Support Structure modeling
The laborious process of obtaining mechanical properties and adding them to your model has been significantly simplified, resulting in a huge reduction in the total effort. In Simcenter 3D Powder bed fusion, the volume fraction of every voxel element is automatically calculated i.e., the percentage of volume taken up by the support structures. With this volume fraction value, the application directly calculates the mechanical material properties of the support structure. This automatic procedure calculates the material properties for every support structure.
The 2212 Simcenter 3D release saw the introduction of a new calibration process, which was made possible due to the new simulation capability of the cut-through operation. This feature allows a whole new technique to be used in the calibration process, with the aid of the new wizard, empowering even less experienced engineers to complete the task. The procedure involves printing two beams, cutting them partly off the build-plate, and measuring their resulting bending deformation.

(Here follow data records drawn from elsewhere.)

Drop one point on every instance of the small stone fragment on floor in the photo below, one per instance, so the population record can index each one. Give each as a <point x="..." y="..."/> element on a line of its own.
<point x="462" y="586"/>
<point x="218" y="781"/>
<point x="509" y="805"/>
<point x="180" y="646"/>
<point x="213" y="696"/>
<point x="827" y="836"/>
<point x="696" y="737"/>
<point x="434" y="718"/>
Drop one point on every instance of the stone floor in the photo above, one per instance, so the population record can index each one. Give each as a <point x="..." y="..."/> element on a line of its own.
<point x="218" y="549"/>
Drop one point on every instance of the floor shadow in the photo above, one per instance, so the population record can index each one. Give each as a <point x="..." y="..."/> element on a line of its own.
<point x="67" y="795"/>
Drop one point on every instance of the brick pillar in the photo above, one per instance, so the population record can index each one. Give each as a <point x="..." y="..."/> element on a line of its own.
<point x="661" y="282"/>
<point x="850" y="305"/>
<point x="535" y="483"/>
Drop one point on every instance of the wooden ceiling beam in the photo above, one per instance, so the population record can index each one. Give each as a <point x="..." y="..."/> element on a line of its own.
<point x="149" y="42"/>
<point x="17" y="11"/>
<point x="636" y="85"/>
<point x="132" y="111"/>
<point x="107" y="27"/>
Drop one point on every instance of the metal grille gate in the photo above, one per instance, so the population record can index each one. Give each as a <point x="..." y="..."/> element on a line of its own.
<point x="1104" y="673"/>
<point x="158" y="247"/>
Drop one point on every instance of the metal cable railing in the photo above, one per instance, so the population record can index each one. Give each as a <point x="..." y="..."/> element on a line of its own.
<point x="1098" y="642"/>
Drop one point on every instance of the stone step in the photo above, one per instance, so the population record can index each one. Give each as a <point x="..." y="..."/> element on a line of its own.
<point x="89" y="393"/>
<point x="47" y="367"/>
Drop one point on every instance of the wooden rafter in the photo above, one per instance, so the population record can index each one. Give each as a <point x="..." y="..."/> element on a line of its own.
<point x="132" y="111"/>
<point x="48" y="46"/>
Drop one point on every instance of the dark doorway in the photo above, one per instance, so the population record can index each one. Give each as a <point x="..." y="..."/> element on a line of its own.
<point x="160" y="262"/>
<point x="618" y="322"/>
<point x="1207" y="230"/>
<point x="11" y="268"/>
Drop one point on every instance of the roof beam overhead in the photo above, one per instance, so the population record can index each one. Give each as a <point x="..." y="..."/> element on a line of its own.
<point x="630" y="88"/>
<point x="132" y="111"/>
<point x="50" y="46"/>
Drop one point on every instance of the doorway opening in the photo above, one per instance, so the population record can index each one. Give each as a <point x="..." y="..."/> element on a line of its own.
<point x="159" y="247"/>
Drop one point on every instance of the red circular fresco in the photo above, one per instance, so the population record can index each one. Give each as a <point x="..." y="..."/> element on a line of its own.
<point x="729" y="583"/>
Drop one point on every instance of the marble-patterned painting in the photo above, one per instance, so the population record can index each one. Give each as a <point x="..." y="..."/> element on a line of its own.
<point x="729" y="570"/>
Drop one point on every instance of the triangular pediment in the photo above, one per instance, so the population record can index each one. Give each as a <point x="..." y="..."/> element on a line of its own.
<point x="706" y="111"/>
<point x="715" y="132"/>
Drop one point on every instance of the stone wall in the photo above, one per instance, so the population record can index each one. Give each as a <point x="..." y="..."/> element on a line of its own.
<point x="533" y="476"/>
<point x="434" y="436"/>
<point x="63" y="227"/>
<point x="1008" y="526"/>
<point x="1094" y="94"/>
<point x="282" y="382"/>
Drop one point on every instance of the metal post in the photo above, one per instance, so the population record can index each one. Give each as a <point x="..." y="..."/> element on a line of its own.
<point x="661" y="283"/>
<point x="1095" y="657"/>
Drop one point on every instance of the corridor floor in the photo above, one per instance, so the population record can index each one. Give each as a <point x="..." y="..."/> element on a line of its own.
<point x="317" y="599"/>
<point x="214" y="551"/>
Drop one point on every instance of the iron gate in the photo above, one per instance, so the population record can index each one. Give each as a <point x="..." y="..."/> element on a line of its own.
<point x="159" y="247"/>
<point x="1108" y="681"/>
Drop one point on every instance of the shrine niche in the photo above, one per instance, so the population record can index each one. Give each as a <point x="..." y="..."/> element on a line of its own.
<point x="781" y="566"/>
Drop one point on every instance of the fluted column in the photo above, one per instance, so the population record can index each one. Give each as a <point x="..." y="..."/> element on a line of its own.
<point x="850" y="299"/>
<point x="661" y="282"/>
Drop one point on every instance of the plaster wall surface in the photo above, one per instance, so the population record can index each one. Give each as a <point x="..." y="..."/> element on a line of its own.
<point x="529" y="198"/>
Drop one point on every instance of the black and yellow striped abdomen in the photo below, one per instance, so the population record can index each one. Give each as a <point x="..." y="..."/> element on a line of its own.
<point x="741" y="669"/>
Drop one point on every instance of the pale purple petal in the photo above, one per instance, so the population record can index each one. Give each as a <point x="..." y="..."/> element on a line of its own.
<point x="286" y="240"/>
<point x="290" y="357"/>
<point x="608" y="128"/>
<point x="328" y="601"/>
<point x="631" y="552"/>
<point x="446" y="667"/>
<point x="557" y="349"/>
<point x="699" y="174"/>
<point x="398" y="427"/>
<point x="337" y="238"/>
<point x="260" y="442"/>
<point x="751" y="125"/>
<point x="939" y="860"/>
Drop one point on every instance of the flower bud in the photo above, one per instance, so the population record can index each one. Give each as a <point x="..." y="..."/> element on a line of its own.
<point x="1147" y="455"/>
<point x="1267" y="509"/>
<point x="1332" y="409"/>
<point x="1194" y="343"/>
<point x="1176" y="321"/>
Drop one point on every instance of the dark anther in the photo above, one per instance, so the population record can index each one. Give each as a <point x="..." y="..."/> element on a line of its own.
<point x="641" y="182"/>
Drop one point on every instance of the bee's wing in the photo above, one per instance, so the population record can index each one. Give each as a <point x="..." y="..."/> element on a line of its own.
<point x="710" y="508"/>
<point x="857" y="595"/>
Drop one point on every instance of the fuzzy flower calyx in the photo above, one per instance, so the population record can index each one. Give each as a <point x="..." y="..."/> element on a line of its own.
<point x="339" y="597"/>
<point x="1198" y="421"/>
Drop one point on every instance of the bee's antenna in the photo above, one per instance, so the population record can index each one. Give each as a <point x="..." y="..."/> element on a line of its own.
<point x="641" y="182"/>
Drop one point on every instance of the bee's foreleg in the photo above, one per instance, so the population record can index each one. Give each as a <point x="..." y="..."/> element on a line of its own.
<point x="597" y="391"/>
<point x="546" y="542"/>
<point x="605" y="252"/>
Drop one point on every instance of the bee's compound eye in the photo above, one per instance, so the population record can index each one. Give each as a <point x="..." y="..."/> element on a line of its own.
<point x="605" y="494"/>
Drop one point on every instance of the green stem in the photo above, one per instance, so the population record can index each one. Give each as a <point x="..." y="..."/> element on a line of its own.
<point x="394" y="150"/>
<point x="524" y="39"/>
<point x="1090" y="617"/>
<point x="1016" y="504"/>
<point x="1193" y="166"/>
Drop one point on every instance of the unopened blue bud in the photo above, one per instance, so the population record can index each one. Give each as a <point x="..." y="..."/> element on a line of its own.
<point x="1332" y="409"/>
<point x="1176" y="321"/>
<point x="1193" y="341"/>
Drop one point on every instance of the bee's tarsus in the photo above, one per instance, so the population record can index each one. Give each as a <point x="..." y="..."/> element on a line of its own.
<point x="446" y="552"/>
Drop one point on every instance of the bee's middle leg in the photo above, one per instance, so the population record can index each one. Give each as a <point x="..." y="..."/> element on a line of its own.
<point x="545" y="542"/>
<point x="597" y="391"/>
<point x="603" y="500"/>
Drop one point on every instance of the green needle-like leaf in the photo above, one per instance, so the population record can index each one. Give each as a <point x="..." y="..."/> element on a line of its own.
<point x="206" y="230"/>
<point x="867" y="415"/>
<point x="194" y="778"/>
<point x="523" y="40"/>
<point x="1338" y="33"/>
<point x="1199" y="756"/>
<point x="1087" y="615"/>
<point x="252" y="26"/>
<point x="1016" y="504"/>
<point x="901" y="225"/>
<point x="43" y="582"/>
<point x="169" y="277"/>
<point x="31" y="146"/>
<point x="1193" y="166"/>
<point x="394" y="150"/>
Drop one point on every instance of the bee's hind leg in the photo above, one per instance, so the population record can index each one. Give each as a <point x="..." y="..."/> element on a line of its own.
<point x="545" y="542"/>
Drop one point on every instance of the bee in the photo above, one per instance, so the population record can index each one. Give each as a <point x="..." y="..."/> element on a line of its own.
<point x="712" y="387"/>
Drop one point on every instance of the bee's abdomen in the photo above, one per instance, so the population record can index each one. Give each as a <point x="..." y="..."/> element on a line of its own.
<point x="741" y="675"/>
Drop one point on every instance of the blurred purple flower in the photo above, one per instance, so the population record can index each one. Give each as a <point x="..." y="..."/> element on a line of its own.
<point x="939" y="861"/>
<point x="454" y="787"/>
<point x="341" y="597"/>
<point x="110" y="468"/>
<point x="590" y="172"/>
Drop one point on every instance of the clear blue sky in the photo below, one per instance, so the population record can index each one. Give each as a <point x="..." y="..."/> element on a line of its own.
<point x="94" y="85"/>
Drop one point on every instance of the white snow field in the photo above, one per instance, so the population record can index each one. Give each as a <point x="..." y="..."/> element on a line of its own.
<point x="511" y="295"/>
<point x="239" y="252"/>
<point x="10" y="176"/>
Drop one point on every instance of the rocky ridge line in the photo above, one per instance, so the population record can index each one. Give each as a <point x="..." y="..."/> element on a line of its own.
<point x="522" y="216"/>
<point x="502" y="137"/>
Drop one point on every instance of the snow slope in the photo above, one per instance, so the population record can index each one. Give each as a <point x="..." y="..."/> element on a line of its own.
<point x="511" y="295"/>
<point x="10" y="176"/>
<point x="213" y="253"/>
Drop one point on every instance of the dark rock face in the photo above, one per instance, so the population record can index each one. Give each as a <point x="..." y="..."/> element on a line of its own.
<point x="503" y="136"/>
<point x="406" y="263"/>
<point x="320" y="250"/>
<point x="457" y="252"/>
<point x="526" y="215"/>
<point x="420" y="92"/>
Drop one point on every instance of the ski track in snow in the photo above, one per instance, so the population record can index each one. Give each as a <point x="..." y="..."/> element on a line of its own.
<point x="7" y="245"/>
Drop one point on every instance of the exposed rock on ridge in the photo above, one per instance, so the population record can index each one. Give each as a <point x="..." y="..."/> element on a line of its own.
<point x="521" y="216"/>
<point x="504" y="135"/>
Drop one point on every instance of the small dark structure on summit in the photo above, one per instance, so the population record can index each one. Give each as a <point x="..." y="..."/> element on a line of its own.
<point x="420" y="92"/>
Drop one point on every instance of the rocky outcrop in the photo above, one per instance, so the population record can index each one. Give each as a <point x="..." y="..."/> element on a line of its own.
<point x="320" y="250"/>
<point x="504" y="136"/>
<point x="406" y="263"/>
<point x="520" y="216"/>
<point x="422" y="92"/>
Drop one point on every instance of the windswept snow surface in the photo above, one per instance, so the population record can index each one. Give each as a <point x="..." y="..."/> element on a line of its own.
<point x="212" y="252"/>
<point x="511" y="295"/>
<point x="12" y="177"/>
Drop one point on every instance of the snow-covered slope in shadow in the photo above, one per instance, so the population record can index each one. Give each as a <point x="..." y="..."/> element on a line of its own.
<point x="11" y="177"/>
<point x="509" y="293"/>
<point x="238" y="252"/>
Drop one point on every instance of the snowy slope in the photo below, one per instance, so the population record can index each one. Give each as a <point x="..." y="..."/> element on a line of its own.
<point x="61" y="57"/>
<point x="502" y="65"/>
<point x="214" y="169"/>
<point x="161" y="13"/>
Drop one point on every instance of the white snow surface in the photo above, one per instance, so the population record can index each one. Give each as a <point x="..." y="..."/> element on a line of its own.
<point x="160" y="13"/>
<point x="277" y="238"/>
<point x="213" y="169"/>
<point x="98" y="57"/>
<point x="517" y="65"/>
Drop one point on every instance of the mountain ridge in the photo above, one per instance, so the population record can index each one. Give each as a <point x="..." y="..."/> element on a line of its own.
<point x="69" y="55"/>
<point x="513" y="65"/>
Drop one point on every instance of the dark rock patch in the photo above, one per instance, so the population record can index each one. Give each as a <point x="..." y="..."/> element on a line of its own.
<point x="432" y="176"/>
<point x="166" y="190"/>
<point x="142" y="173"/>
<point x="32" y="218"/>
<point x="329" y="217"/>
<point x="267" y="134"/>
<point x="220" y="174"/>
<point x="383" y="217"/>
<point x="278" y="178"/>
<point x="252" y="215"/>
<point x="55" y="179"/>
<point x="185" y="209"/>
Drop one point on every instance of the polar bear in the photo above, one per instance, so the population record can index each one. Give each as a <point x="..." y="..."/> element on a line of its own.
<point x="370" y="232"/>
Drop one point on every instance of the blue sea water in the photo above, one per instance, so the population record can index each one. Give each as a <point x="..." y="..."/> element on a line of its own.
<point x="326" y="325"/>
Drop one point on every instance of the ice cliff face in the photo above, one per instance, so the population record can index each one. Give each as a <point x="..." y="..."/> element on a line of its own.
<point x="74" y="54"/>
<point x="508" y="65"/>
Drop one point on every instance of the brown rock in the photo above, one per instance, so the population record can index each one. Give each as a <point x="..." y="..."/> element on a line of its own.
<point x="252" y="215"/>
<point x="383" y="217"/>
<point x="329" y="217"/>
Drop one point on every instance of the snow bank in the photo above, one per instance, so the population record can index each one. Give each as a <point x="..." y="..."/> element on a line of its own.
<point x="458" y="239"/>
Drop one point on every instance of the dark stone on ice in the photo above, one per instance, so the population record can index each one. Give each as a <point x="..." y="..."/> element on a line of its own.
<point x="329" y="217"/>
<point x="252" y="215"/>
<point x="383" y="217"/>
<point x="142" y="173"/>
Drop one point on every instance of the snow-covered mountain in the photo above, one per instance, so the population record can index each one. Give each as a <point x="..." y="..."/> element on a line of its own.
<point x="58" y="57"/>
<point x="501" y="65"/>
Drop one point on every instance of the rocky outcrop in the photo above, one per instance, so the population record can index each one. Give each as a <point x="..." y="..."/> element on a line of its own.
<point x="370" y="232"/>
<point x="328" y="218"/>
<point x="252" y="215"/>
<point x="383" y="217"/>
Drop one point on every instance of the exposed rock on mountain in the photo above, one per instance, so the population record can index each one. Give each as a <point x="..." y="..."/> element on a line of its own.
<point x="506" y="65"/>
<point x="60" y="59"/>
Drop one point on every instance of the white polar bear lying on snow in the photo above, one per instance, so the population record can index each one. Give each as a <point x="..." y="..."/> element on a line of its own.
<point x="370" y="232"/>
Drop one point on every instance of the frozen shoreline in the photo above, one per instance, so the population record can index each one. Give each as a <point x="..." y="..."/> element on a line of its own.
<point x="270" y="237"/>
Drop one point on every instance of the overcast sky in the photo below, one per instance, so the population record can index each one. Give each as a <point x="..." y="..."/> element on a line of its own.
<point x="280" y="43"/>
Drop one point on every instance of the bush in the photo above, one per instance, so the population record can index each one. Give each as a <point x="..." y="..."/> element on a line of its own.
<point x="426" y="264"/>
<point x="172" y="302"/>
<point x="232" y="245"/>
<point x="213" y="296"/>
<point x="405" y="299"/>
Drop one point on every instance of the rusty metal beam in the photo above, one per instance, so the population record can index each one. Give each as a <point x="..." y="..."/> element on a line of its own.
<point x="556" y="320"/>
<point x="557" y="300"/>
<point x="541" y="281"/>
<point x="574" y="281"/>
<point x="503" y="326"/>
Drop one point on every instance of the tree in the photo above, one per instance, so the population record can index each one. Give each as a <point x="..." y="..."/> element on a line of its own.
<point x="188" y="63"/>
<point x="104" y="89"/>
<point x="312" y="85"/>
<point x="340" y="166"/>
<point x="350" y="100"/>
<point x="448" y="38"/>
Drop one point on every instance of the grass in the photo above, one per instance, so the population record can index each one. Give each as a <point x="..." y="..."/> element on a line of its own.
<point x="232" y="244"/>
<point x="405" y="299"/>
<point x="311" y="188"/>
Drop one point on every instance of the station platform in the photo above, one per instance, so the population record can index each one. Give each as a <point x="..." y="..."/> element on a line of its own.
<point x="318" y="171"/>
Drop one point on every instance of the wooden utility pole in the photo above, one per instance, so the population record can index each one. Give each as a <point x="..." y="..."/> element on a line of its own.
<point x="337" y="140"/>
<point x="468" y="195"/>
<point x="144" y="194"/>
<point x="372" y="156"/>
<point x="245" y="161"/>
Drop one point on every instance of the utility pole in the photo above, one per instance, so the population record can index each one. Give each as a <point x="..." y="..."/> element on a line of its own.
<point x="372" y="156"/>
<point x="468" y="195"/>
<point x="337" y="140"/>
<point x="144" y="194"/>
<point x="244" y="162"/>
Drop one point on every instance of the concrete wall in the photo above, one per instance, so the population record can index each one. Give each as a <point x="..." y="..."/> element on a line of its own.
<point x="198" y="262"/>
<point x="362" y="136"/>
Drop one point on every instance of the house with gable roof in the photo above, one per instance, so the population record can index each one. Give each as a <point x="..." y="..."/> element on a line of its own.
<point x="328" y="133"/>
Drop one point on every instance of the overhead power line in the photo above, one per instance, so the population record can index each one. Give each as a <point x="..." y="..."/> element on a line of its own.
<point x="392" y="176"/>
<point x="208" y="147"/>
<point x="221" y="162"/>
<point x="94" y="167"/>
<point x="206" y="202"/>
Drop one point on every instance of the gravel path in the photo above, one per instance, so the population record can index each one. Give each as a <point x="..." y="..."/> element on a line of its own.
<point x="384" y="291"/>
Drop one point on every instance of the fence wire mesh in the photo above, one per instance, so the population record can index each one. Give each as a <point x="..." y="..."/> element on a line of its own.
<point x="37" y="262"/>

Speed up your process and free up your experts
Large products such as Simcenter 3D can if not properly managed, become cumbersome and hard to use simply because there are so many options and user personas. In the case of Powder Bed Fusion, there are a growing number of functionalities, and as a result, a non-expert could become overwhelmed if all possibilities are available. Conversely, an expert may become frustrated if the required features are hidden behind endless walls or wizard GUIs.
To overcome this concern, when the developers created the new voxel-based meshing tool, they designed it knowing it would need to work for a less experienced engineer. While the existing tetrahedral mesh would be a solution where an expert would want full control. As a result, there are now two options in the Process Simulation ribbon, as shown in Figure 6. The new voxel mesh and common tools such as those used to model mechanical (constant strain), and simple cut-off operations, are available under ‘Start Powder Bed Fusion.’ This tool significantly simplifies meshing, support structure modeling, and calibration. While the tetrahedral mesh and more advanced tools, such as those used for thermo-mechanical simulations, are available under ‘Start Advanced Powder Bed Fusion.’
The latest version of Simcenter 3D enables engineering teams to stay integrated by increasing the number of tasks that are possible for the non-specialist, reducing the risk of teams becoming siloed. With voxel meshing methods, the time taken to complete the meshing process is significantly reduced, allowing the whole manufacturing process to go faster. These two advantages free up meshing specialists in the organization, allowing them to generate more income by exploring the possibilities that it takes an expert to investigate, rather than spending their time on relatively repetitive tasks.